Sometimes, whether intentionally or unintentionally, we find ourselves in a season of waiting. Maybe we’re dating and trying to look for the right spouse, yet not gaining any ground. Or maybe we’ve been applying for a job in a specific industry and not having any luck. Whatever the case, life will not always give us what we want when we want it.
Some desires are those that we know are circumstantial. The job application, or the current dating relationship. Other desires seem to carry more weight – living my purpose in life and cultivating healthy, meaningful relationships. For me, its the latter two clarion calls that seem to become louder as I grow into my 30’s.
What do we do when we have an unfulfilled desire that we cannot meet of our own volition? More specifically, what do we do when the relationship that we don’t have seems to consume our thoughts? I use the rule of substitution.

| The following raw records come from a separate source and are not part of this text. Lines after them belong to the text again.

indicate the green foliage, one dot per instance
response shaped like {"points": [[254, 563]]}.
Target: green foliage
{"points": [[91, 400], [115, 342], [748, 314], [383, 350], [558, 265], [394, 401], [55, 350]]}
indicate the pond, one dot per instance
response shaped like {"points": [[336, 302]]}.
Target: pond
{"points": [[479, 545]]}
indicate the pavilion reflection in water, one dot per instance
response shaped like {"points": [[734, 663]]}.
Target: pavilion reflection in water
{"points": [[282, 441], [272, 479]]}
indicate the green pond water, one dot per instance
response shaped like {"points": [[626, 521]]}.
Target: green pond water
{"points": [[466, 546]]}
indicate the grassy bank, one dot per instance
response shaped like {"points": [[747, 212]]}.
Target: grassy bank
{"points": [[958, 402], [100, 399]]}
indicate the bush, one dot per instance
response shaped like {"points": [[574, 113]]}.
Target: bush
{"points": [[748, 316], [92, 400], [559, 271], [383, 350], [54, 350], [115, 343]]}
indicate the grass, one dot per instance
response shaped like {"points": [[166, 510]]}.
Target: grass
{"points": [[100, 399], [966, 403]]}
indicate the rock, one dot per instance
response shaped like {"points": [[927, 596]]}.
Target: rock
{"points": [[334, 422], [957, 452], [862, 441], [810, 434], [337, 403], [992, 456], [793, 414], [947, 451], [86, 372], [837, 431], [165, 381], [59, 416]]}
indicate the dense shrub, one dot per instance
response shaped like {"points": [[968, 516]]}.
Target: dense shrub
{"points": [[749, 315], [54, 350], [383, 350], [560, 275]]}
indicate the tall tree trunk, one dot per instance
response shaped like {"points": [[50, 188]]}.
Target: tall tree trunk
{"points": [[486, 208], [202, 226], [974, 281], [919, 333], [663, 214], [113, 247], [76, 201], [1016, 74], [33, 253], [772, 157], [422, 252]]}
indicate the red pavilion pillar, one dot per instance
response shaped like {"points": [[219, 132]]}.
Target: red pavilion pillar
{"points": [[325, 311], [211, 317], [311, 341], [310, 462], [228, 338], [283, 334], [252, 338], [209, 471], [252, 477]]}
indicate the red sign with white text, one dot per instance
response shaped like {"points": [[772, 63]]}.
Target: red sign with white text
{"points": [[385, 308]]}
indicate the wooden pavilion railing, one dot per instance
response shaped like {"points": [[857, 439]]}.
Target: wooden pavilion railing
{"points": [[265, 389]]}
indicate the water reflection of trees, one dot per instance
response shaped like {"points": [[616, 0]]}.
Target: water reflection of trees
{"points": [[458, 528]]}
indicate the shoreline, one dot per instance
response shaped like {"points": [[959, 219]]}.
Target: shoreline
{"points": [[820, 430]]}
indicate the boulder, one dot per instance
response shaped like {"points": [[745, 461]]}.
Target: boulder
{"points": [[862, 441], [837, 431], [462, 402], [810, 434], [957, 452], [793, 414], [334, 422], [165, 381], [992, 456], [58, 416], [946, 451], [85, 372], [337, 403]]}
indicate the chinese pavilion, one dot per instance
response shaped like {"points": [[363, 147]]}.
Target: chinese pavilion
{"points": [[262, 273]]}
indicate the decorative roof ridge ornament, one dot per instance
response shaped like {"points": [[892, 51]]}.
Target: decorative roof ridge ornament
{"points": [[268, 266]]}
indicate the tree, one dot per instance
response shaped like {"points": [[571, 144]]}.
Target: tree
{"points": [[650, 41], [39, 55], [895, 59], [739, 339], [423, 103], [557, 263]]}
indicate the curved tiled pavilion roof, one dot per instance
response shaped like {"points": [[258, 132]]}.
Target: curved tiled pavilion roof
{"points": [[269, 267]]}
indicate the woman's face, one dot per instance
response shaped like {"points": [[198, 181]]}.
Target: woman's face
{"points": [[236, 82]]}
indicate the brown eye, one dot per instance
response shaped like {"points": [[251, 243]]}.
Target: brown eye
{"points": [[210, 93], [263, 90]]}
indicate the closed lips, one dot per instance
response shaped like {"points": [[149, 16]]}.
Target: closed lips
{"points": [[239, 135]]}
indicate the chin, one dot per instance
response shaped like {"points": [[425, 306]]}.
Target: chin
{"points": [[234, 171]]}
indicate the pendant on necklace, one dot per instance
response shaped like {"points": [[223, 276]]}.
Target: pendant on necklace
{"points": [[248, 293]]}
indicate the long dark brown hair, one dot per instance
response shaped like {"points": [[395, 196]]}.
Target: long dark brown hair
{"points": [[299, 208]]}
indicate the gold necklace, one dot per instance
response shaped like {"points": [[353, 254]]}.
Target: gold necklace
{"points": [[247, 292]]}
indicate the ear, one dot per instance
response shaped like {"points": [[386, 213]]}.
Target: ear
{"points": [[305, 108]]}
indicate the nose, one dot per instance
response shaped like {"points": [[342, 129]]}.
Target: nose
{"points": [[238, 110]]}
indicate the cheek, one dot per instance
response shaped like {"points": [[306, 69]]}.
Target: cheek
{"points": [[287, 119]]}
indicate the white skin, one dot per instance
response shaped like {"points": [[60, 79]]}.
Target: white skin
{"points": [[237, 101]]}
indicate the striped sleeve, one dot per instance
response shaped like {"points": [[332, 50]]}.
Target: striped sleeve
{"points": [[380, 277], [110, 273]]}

Yes, substitution. I try to distract myself with some activity, hobby, or cause that takes my mind off the feeling of need. For me, this has been Netflix, working on a hobby, or taking up a new cause. I work to live for something greater than myself; I make sure my life is focused on the source – Christ. Another thing I do is start listing the pros and cons of where I am now, as opposed to where I think I want to be (i.e., married). Although I ultimately want marriage, is it something I want today? How would my life be different? Am I ready for that? Forcing myself to focus on the good in my life as it currently is and on the activities I’m blessed to participate in is usually enough. However, simply forcing myself not to think about something has never quite done the trick. And it doesn’t ever seem to work.

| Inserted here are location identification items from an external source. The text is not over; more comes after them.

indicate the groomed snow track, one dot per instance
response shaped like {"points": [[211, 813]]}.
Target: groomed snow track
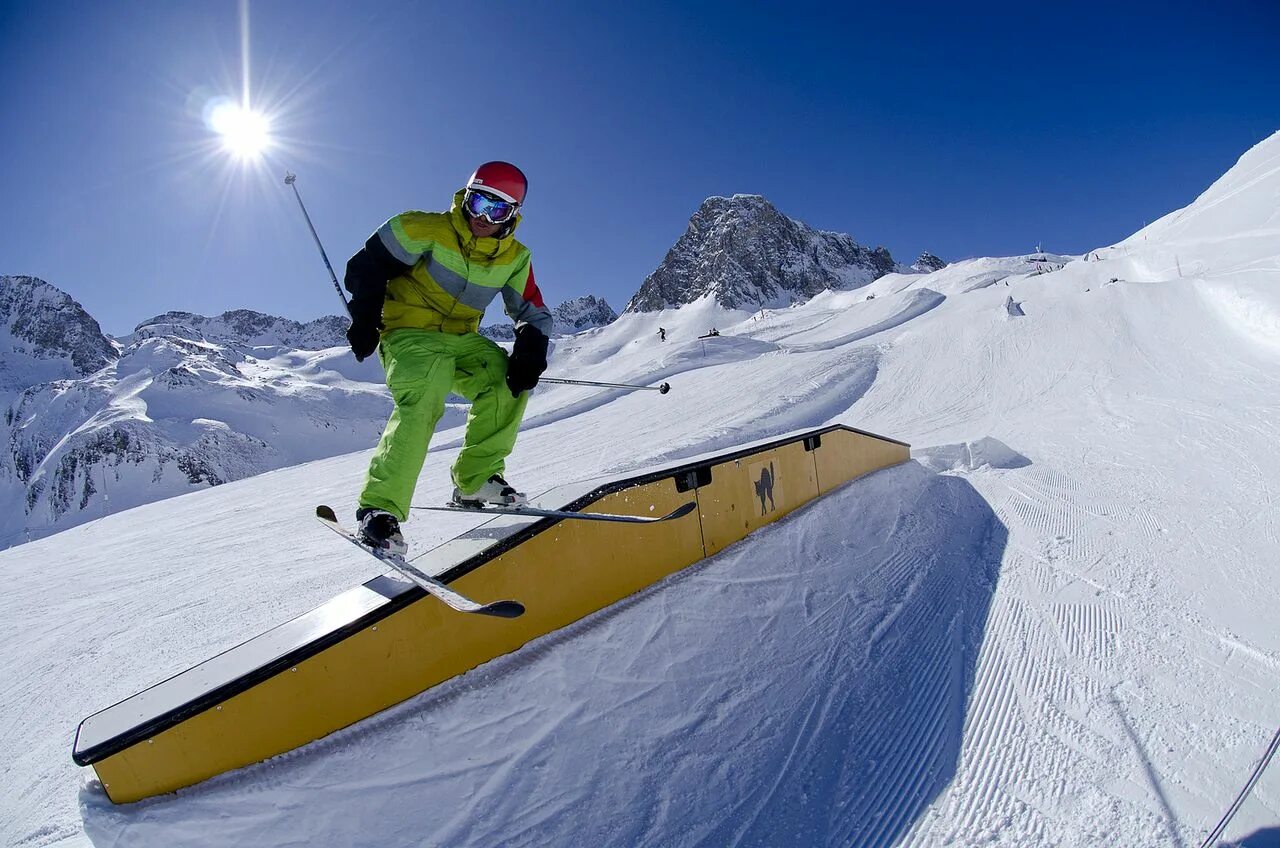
{"points": [[387, 639]]}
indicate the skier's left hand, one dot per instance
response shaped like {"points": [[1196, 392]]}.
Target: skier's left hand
{"points": [[528, 360]]}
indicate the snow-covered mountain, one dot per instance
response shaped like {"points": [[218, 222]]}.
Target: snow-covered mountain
{"points": [[1056, 627], [94, 427], [571, 317], [245, 327], [46, 336], [748, 255], [927, 263], [583, 313]]}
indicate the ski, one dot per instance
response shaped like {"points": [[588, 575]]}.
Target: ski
{"points": [[462, 603], [536, 511]]}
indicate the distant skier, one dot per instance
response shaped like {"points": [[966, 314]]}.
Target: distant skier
{"points": [[419, 288]]}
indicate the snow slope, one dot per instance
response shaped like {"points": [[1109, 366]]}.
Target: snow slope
{"points": [[1056, 627]]}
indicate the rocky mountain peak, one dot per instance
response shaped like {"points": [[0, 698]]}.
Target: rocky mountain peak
{"points": [[748, 254], [583, 313], [927, 264], [44, 328]]}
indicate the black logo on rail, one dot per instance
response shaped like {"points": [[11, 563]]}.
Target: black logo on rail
{"points": [[764, 489]]}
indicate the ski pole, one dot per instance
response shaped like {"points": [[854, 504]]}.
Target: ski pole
{"points": [[292, 179], [662, 388]]}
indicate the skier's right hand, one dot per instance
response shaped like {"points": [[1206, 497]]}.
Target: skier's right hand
{"points": [[364, 338]]}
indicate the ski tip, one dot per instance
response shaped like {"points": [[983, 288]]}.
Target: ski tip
{"points": [[503, 609], [682, 510]]}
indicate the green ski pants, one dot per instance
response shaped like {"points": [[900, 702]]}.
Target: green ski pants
{"points": [[423, 366]]}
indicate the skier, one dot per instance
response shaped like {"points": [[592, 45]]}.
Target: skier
{"points": [[419, 288]]}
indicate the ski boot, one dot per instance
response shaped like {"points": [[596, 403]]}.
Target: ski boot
{"points": [[379, 529], [494, 492]]}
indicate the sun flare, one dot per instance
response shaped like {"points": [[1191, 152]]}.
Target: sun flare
{"points": [[243, 132]]}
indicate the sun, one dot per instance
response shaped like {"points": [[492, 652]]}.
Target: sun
{"points": [[243, 132]]}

I also pay attention to when the feeling of “need” shows up. What are the triggers? Is it when someone points out that I am single? I had a few neighbors during this COVID season who have expressed their concern for me because I am single. Although I appreciate the attention to my marital status, it does cause me to start thinking about my marital status (vicious cycle, yes). I begin to wonder if I have fallen behind in some aspect of my life in comparison to the rest of society. Then the sense of contentment with my life, my private mental utopia, disappears, and I begin to compare myself to married friends. In turn, I feel sorry for myself. “I have been left behind,” “its too late,” “am I even capable of love?” The thoughts flood my mind. And then it happens. My “ideal husband” pops into my mind and won’t leave. I find myself feeling as though until I actually have him in my life, my life is less than complete …
Other times when the feeling of need shows up is when I have either failed or succeeded at something. In the prior case, I just want someone to comfort me. I want someone to meet me in that moment, especially if it is a less than ideal one, and help me cope with the loneliness. In the latter case, I imagine myself living my best life. In those days, I’m on top of the world!

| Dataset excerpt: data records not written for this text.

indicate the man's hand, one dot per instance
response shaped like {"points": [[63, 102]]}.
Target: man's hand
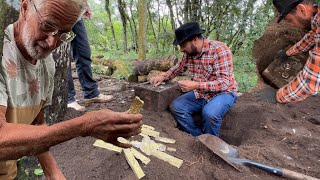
{"points": [[108, 125], [88, 13], [267, 95], [188, 85], [157, 80], [58, 175], [282, 56]]}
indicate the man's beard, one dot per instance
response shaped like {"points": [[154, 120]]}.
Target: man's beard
{"points": [[194, 51], [28, 45], [305, 23]]}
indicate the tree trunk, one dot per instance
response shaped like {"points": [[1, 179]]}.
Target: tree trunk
{"points": [[111, 24], [134, 34], [152, 27], [56, 112], [9, 13], [137, 68], [121, 7], [142, 29], [195, 10], [169, 4], [186, 11]]}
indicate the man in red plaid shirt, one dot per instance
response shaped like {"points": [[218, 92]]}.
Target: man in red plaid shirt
{"points": [[212, 88], [303, 14]]}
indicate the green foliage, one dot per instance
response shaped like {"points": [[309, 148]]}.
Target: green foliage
{"points": [[124, 69], [38, 172], [245, 72], [29, 168], [238, 23]]}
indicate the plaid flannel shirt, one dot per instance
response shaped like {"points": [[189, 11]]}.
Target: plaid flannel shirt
{"points": [[308, 80], [213, 69]]}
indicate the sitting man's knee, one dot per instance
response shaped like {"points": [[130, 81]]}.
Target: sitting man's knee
{"points": [[210, 114], [175, 105]]}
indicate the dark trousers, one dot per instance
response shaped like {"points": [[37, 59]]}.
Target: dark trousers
{"points": [[81, 51], [185, 106]]}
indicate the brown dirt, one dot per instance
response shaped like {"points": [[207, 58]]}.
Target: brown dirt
{"points": [[263, 132], [276, 37]]}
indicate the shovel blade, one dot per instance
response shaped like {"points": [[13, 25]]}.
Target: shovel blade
{"points": [[220, 148]]}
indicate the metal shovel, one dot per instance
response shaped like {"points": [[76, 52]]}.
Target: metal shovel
{"points": [[231, 155]]}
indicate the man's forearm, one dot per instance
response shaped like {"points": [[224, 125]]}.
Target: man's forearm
{"points": [[47, 162], [18, 140]]}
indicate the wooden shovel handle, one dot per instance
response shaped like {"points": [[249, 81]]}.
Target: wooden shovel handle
{"points": [[295, 175]]}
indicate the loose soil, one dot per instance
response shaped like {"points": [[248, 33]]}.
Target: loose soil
{"points": [[286, 136]]}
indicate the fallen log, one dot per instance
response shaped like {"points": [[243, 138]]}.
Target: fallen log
{"points": [[131, 69]]}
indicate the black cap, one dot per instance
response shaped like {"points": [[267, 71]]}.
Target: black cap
{"points": [[284, 7], [186, 31]]}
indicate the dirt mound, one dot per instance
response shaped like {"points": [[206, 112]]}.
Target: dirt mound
{"points": [[281, 135], [277, 36]]}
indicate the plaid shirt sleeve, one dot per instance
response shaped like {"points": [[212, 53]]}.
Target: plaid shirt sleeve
{"points": [[305, 44], [222, 69], [180, 67], [308, 80]]}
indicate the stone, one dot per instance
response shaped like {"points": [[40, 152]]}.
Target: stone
{"points": [[280, 74], [157, 98]]}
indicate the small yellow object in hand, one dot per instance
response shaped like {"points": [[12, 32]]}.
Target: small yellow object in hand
{"points": [[136, 106]]}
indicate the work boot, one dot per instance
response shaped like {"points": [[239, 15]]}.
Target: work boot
{"points": [[99, 99], [76, 106]]}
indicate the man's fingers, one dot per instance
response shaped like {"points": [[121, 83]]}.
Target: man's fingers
{"points": [[127, 128], [157, 84], [125, 118], [123, 145]]}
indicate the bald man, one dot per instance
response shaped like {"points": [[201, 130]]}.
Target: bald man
{"points": [[26, 86]]}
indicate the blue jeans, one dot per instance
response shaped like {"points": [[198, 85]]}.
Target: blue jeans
{"points": [[81, 51], [184, 107]]}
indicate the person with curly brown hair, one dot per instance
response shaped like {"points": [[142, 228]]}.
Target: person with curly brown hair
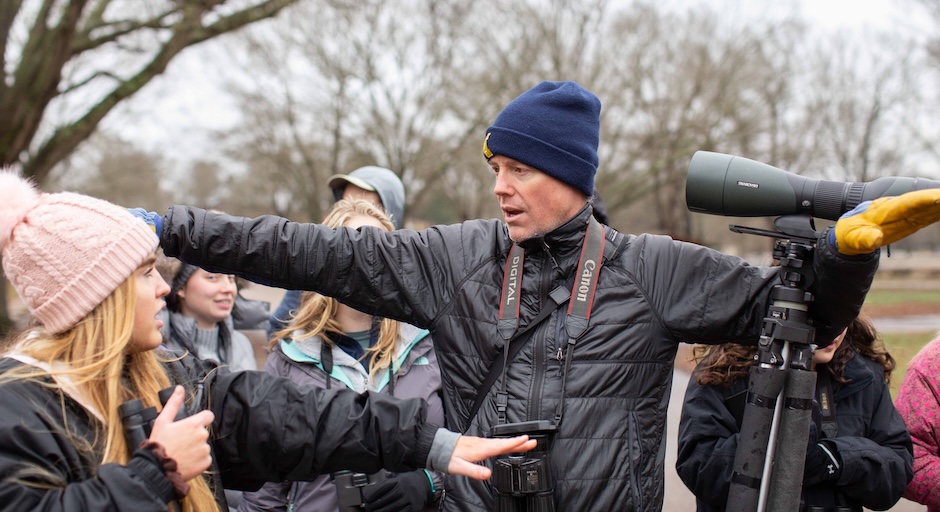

Knowing why I’m feeling needy enables me to put a name to my need, which in turns makes it, well, at least less than bigger than life. Although the desire for a relationship can still be hard to stop thinking about, I know that ultimately, the feeling of neediness will go away. It will change because, like hunger, neediness is temporal.
Obedience and purity, I have found, often require being intentional — not going certain places and avoiding certain situations, even if they are OK for other people. All this is done knowing that God is faithful to give us exactly what we need when we need it, as he does for the sparrows “26 Look at the birds of the air; they do not sow or reap or store away in barns, and yet your heavenly Father feeds them. Are you not much more valuable than they?” Matthew 6:26. One of the things I try to remember during such times is that God loves me. I am valuable to Him, and there is not a thing that is important to me that has fallen out of His sphere of caring. If this is true of my physical needs for food, clothing, etc., I can only imagine that it is true of relationships as well.
The verse that I have chosen for this post is Galatians 5:16-17, “16 So I say, walk by the Spirit, and you will not gratify the desires of the flesh. 17 For the flesh desires what is contrary to the Spirit, and the Spirit what is contrary to the flesh. They are in conflict with each other, so that you are not to do whatever you want.”